Each month, the CMBA profiles a classic movie
blog. For September, we’re featuring Steve Jarrett of The Cinema Century.
CMBA: What makes a film a “classic” in your
THE CINEMA CENTURY: Time is the ultimate arbiter of value. If a work is still able to touch people, to entertain them, to add meaning to their lives decades after its creation, then it has earned the right to be called a classic. Critics in Charles Dickens's day disdained his writings. They were wrong, and the proof is that his books are still widely read and appreciated today. Similarly, films that continue to be sought out and enjoyed many years after their release by volunteer viewers (that is to say, viewers who are not assigned to watch them for a class) are entitled to be called "classics."
CMBA: Why should people care about “old” black and white films, especially those that are one hundred years old?
THE CINEMA CENTURY: Anyone who claims to care about cinema should be interested in older films. After all, current films didn't just spring out of nowhere. Tarantino’s films look the way they do in part because Jean-Luc Godard’s films looked the way they did. And Godard’s films, in turn, owed much to Alfred Hitchcock. And Hitchcock’s work was deeply influenced by the work of Sergei Eisenstein. And Eisenstein’s work was influenced by D.W. Griffith’s films. It’s no different than any other art form in that respect. If you read MOBY DICK without having read Shakespeare, you won’t get where Melville’s language came from. If you listen to Mozart’s symphonies without having listened to Bach, you won’t know what inspired those exquisite fugal passages. Paying attention only to today’s art is the unmistakable mark of the dilettante.
CMBA: What do you find especially intriguing about film history?

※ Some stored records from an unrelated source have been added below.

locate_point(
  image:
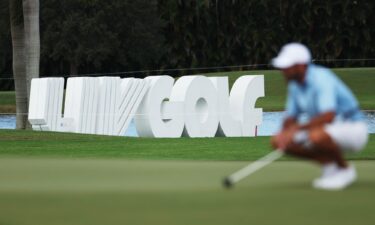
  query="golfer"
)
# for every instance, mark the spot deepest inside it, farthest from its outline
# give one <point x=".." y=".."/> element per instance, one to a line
<point x="334" y="124"/>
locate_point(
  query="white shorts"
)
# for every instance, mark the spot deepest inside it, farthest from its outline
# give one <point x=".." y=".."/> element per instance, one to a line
<point x="348" y="135"/>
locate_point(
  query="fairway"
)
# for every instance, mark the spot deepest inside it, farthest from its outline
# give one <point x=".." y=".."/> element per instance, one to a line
<point x="89" y="191"/>
<point x="49" y="178"/>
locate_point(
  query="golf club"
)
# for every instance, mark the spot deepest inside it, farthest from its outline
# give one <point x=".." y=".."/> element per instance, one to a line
<point x="237" y="176"/>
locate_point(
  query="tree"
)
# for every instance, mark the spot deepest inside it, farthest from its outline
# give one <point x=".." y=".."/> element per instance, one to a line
<point x="24" y="21"/>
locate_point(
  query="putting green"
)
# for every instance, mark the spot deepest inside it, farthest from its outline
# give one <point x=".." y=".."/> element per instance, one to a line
<point x="117" y="191"/>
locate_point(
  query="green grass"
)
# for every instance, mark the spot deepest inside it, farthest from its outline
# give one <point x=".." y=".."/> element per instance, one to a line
<point x="50" y="144"/>
<point x="96" y="192"/>
<point x="60" y="178"/>
<point x="361" y="80"/>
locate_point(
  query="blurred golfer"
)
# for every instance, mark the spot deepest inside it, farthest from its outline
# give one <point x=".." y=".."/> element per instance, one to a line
<point x="335" y="124"/>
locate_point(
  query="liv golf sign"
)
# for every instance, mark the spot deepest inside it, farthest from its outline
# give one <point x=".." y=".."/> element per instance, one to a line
<point x="193" y="106"/>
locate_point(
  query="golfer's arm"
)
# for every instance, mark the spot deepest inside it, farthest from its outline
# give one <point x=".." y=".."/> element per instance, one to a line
<point x="289" y="122"/>
<point x="320" y="120"/>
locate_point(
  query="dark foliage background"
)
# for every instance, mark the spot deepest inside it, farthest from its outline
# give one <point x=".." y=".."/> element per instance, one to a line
<point x="93" y="36"/>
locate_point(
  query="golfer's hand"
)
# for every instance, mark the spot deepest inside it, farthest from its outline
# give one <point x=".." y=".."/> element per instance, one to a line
<point x="284" y="139"/>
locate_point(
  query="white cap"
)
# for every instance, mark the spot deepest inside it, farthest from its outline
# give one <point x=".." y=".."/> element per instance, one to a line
<point x="292" y="54"/>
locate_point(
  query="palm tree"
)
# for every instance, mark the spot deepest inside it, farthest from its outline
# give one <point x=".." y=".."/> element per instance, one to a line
<point x="24" y="21"/>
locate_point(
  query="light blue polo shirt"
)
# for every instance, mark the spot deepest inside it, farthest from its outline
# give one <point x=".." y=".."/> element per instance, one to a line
<point x="322" y="91"/>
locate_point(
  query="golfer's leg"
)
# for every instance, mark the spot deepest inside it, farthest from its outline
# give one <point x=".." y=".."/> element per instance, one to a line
<point x="323" y="143"/>
<point x="300" y="151"/>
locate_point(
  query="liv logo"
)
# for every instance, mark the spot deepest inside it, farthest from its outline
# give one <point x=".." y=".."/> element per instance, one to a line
<point x="193" y="106"/>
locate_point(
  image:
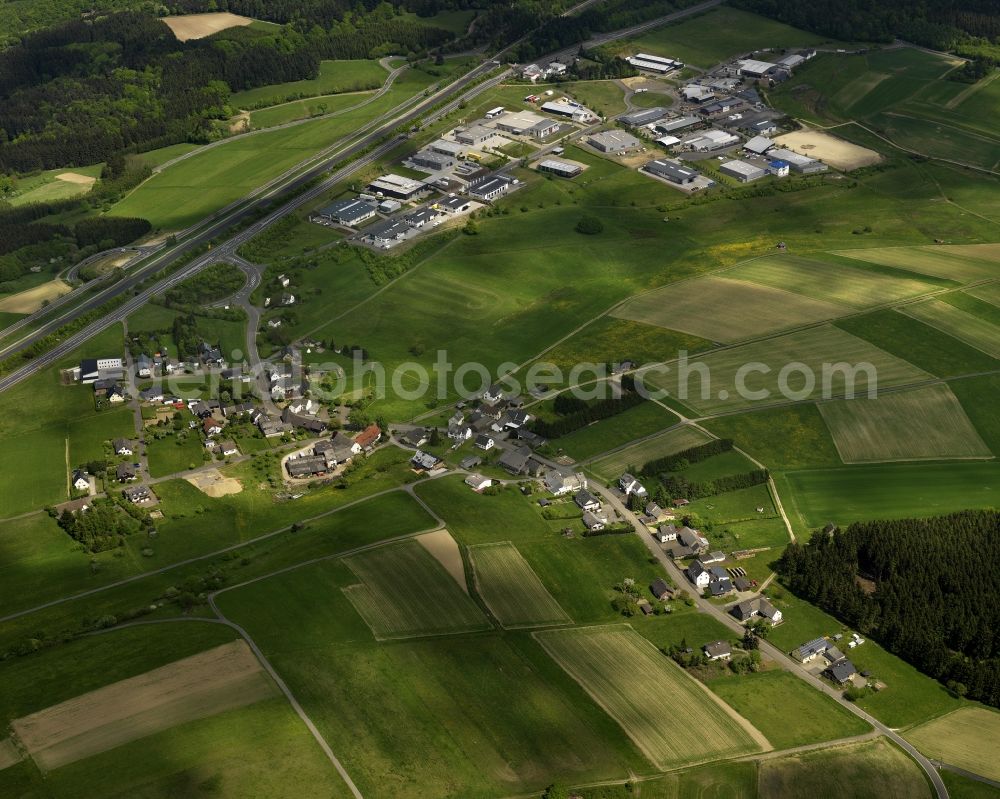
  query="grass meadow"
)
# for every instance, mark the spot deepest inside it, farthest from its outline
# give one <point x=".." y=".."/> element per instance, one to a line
<point x="769" y="699"/>
<point x="511" y="590"/>
<point x="405" y="592"/>
<point x="648" y="694"/>
<point x="926" y="423"/>
<point x="964" y="738"/>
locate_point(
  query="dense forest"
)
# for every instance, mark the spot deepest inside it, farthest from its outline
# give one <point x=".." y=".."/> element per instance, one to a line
<point x="969" y="27"/>
<point x="86" y="90"/>
<point x="936" y="594"/>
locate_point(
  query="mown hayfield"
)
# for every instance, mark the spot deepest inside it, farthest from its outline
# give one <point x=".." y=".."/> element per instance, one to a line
<point x="726" y="310"/>
<point x="765" y="365"/>
<point x="923" y="424"/>
<point x="871" y="770"/>
<point x="511" y="590"/>
<point x="973" y="330"/>
<point x="836" y="281"/>
<point x="640" y="453"/>
<point x="814" y="497"/>
<point x="963" y="263"/>
<point x="966" y="738"/>
<point x="768" y="699"/>
<point x="650" y="696"/>
<point x="334" y="77"/>
<point x="405" y="592"/>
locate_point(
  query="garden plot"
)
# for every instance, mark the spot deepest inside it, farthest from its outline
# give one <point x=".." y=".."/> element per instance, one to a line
<point x="651" y="697"/>
<point x="926" y="423"/>
<point x="976" y="332"/>
<point x="856" y="287"/>
<point x="511" y="589"/>
<point x="726" y="310"/>
<point x="405" y="592"/>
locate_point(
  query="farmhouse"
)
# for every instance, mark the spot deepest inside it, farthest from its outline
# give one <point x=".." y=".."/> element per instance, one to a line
<point x="396" y="186"/>
<point x="94" y="369"/>
<point x="742" y="171"/>
<point x="752" y="68"/>
<point x="436" y="162"/>
<point x="560" y="168"/>
<point x="636" y="119"/>
<point x="709" y="140"/>
<point x="387" y="232"/>
<point x="811" y="650"/>
<point x="346" y="212"/>
<point x="614" y="141"/>
<point x="137" y="494"/>
<point x="799" y="163"/>
<point x="306" y="466"/>
<point x="756" y="606"/>
<point x="718" y="650"/>
<point x="490" y="187"/>
<point x="672" y="171"/>
<point x="81" y="480"/>
<point x="653" y="63"/>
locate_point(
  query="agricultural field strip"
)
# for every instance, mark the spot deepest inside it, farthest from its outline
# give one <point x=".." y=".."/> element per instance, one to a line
<point x="924" y="424"/>
<point x="511" y="589"/>
<point x="222" y="678"/>
<point x="405" y="592"/>
<point x="975" y="332"/>
<point x="650" y="696"/>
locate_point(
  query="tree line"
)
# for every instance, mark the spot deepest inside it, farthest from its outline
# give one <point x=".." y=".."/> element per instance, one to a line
<point x="936" y="595"/>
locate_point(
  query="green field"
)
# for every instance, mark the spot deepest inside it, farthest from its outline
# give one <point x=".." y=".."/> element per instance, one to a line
<point x="715" y="386"/>
<point x="648" y="694"/>
<point x="405" y="592"/>
<point x="640" y="453"/>
<point x="334" y="77"/>
<point x="870" y="770"/>
<point x="511" y="590"/>
<point x="890" y="491"/>
<point x="787" y="710"/>
<point x="832" y="280"/>
<point x="720" y="34"/>
<point x="726" y="310"/>
<point x="977" y="332"/>
<point x="922" y="424"/>
<point x="47" y="187"/>
<point x="637" y="422"/>
<point x="963" y="738"/>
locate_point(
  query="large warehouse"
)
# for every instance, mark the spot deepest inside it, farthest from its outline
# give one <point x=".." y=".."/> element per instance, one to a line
<point x="614" y="141"/>
<point x="672" y="171"/>
<point x="742" y="171"/>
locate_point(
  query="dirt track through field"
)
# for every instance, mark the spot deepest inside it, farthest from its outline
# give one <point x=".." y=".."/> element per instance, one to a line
<point x="198" y="26"/>
<point x="829" y="149"/>
<point x="196" y="687"/>
<point x="445" y="550"/>
<point x="31" y="300"/>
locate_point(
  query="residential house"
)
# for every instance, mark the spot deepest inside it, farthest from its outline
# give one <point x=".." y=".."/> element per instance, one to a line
<point x="125" y="472"/>
<point x="122" y="446"/>
<point x="756" y="607"/>
<point x="586" y="501"/>
<point x="80" y="480"/>
<point x="718" y="650"/>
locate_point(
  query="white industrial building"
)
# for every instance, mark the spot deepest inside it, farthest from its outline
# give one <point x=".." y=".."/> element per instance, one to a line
<point x="742" y="171"/>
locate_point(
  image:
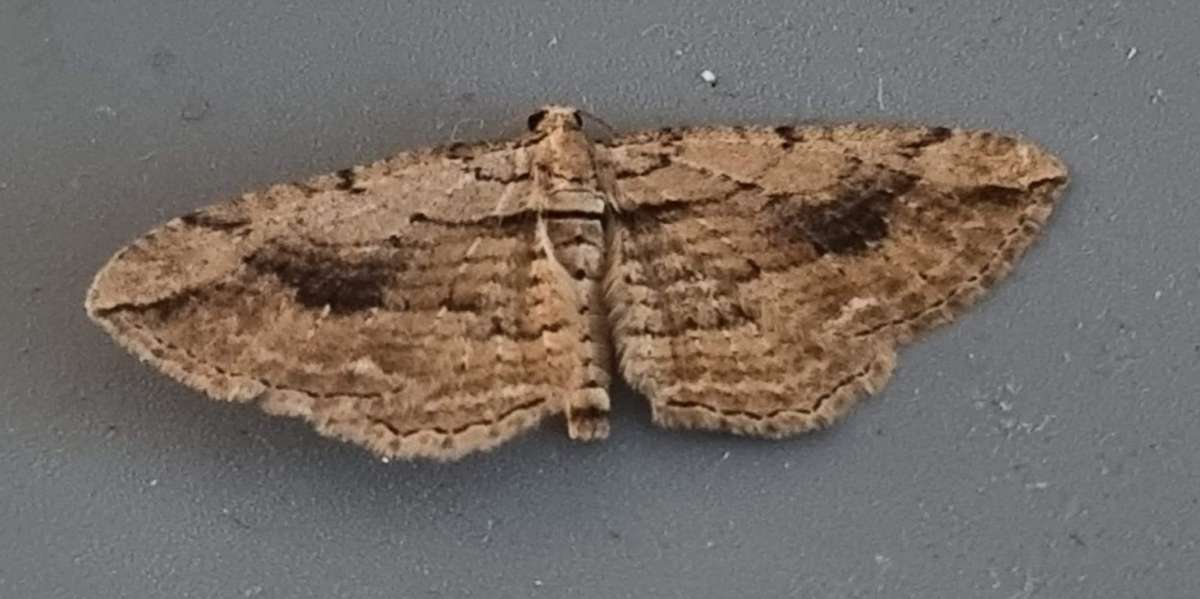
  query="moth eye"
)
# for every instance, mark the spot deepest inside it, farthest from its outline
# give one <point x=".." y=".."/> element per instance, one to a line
<point x="535" y="119"/>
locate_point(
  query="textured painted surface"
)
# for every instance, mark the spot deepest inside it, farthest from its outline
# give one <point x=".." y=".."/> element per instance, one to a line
<point x="1043" y="447"/>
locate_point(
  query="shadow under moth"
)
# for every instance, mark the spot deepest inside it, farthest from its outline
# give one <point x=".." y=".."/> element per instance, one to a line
<point x="441" y="301"/>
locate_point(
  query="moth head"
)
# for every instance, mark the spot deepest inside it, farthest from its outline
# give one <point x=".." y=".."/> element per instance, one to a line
<point x="556" y="118"/>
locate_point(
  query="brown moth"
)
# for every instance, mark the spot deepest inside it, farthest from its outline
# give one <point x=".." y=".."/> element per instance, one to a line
<point x="441" y="301"/>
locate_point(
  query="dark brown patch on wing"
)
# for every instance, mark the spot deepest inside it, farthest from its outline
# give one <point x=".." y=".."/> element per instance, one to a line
<point x="322" y="277"/>
<point x="993" y="195"/>
<point x="214" y="221"/>
<point x="852" y="221"/>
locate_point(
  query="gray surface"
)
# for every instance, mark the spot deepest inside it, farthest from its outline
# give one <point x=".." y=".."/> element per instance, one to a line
<point x="1044" y="447"/>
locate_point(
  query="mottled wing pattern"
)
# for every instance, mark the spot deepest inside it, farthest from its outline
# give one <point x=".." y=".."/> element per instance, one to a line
<point x="761" y="280"/>
<point x="407" y="305"/>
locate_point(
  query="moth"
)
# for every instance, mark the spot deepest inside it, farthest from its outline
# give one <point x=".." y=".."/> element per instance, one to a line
<point x="751" y="280"/>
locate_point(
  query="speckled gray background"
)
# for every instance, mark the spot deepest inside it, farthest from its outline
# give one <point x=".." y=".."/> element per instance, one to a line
<point x="1045" y="447"/>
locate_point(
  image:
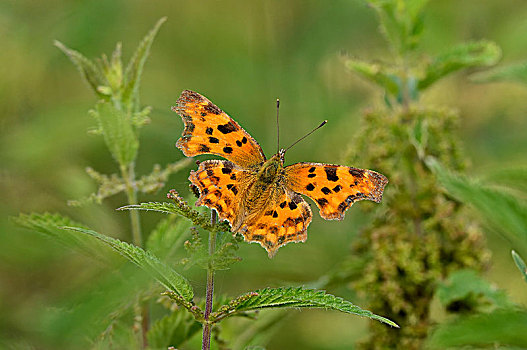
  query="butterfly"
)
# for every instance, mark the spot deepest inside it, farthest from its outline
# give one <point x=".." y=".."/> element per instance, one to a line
<point x="261" y="198"/>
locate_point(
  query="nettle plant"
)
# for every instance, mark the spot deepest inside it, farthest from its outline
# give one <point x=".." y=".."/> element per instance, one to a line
<point x="160" y="254"/>
<point x="424" y="245"/>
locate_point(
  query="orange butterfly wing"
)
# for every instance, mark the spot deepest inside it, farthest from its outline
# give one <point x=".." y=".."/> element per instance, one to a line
<point x="285" y="218"/>
<point x="282" y="217"/>
<point x="221" y="186"/>
<point x="210" y="130"/>
<point x="334" y="188"/>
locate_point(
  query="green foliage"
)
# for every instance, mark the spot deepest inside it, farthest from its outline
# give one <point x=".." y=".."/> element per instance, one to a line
<point x="520" y="263"/>
<point x="221" y="259"/>
<point x="421" y="236"/>
<point x="88" y="70"/>
<point x="132" y="75"/>
<point x="180" y="207"/>
<point x="172" y="330"/>
<point x="465" y="291"/>
<point x="119" y="135"/>
<point x="469" y="55"/>
<point x="167" y="238"/>
<point x="502" y="328"/>
<point x="51" y="225"/>
<point x="401" y="22"/>
<point x="402" y="83"/>
<point x="514" y="73"/>
<point x="506" y="213"/>
<point x="292" y="297"/>
<point x="410" y="73"/>
<point x="163" y="273"/>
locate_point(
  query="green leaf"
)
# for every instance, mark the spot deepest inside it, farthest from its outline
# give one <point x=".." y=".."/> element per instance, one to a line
<point x="172" y="330"/>
<point x="118" y="132"/>
<point x="520" y="263"/>
<point x="135" y="67"/>
<point x="475" y="54"/>
<point x="504" y="212"/>
<point x="516" y="73"/>
<point x="164" y="274"/>
<point x="495" y="330"/>
<point x="401" y="22"/>
<point x="181" y="208"/>
<point x="465" y="290"/>
<point x="88" y="70"/>
<point x="51" y="226"/>
<point x="168" y="237"/>
<point x="292" y="297"/>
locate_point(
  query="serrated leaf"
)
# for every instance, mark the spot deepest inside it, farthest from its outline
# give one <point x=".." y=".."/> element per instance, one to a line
<point x="168" y="237"/>
<point x="297" y="298"/>
<point x="182" y="209"/>
<point x="163" y="273"/>
<point x="401" y="22"/>
<point x="496" y="330"/>
<point x="88" y="70"/>
<point x="520" y="263"/>
<point x="135" y="66"/>
<point x="51" y="226"/>
<point x="504" y="212"/>
<point x="514" y="73"/>
<point x="118" y="132"/>
<point x="172" y="330"/>
<point x="475" y="54"/>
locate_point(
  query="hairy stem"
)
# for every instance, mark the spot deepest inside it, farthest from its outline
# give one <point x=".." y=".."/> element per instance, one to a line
<point x="128" y="174"/>
<point x="210" y="286"/>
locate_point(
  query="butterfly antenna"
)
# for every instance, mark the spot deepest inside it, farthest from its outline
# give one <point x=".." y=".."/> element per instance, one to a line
<point x="309" y="133"/>
<point x="277" y="124"/>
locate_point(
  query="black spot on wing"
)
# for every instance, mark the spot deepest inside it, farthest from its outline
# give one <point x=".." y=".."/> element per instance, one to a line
<point x="232" y="188"/>
<point x="212" y="108"/>
<point x="358" y="173"/>
<point x="322" y="202"/>
<point x="227" y="128"/>
<point x="331" y="173"/>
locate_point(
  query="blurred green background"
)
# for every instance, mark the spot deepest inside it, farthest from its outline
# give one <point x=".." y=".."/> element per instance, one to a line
<point x="242" y="55"/>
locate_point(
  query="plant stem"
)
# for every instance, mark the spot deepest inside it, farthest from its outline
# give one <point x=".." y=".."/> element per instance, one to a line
<point x="210" y="286"/>
<point x="128" y="174"/>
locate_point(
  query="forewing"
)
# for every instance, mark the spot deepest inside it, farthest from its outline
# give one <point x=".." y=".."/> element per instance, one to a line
<point x="221" y="186"/>
<point x="334" y="188"/>
<point x="210" y="130"/>
<point x="284" y="218"/>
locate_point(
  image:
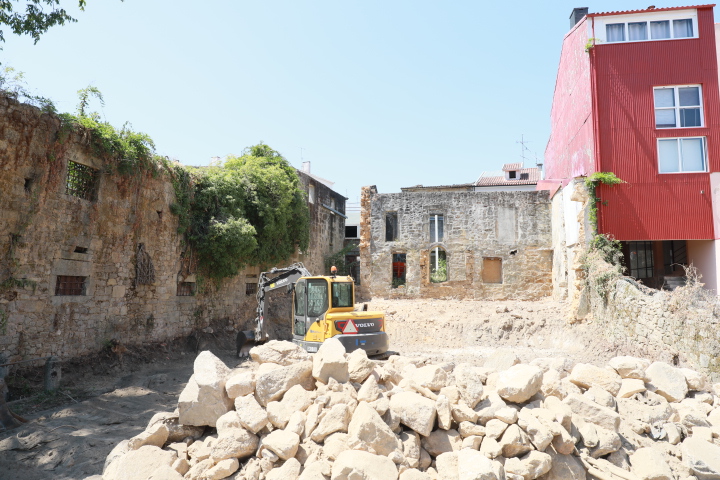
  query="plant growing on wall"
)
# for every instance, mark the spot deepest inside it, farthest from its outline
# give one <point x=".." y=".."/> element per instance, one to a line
<point x="591" y="183"/>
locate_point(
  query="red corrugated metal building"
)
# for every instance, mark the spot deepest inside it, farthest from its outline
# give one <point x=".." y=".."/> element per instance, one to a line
<point x="637" y="95"/>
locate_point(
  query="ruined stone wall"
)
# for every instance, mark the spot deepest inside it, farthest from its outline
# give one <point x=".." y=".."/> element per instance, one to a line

THE CINEMA CENTURY: I’m fascinated by the interplay between the development of cinema as an art form and the development of the motion picture industry. Making films is so expensive that it was necessary for it to emerge in an industrial context as a commercial art form. I don’t think it’s possible to adequately tell the story of the development of the art form without simultaneously telling the story of the development of the industry. Garson Kanin famously remarked that the trouble with movies as a business is that it’s an art, and the trouble with movies as an art is that it’s a business. These two aspects have developed in parallel, and in a state of perpetual tension—sometimes to the detriment of the art and sometimes to its benefit.
CMBA: What classic films do you recommend to people who may not have seen many older films?
THE CINEMA CENTURY: From the silent period, I recommend Buster Keaton’s films. SHERLOCK JR. is a good one to start with. Also Fairbanks in THE MARK OF ZORRO. From the 30s, probably screwball comedies like BRINGING UP BABY. From the 40s, something by Preston Sturges—probably SULLIVAN’S TRAVELS. And Huston’s THE TREASURE OF THE SIERRA MADRE.
CMBA: What is the most rewarding thing about blogging for you?
THE CINEMA CENTURY: My blog draws heavily from the many industry trade papers from a century ago that have been digitized and made available online. Paging through those publications provides a real education. You can learn as much from the ads as you can from the articles. The fun of it for me is to pull out a clipping from a century ago and then put it into historical context—explaining, for example, how a minor story from the back pages would soon help to bring about front-page news. It’s great fun to come across a fleeting mention of a name that will eventually come to dominate the industry. Reading these trade papers in their original form vividly brings to life the history of the industry in which the cinema took root and flourished.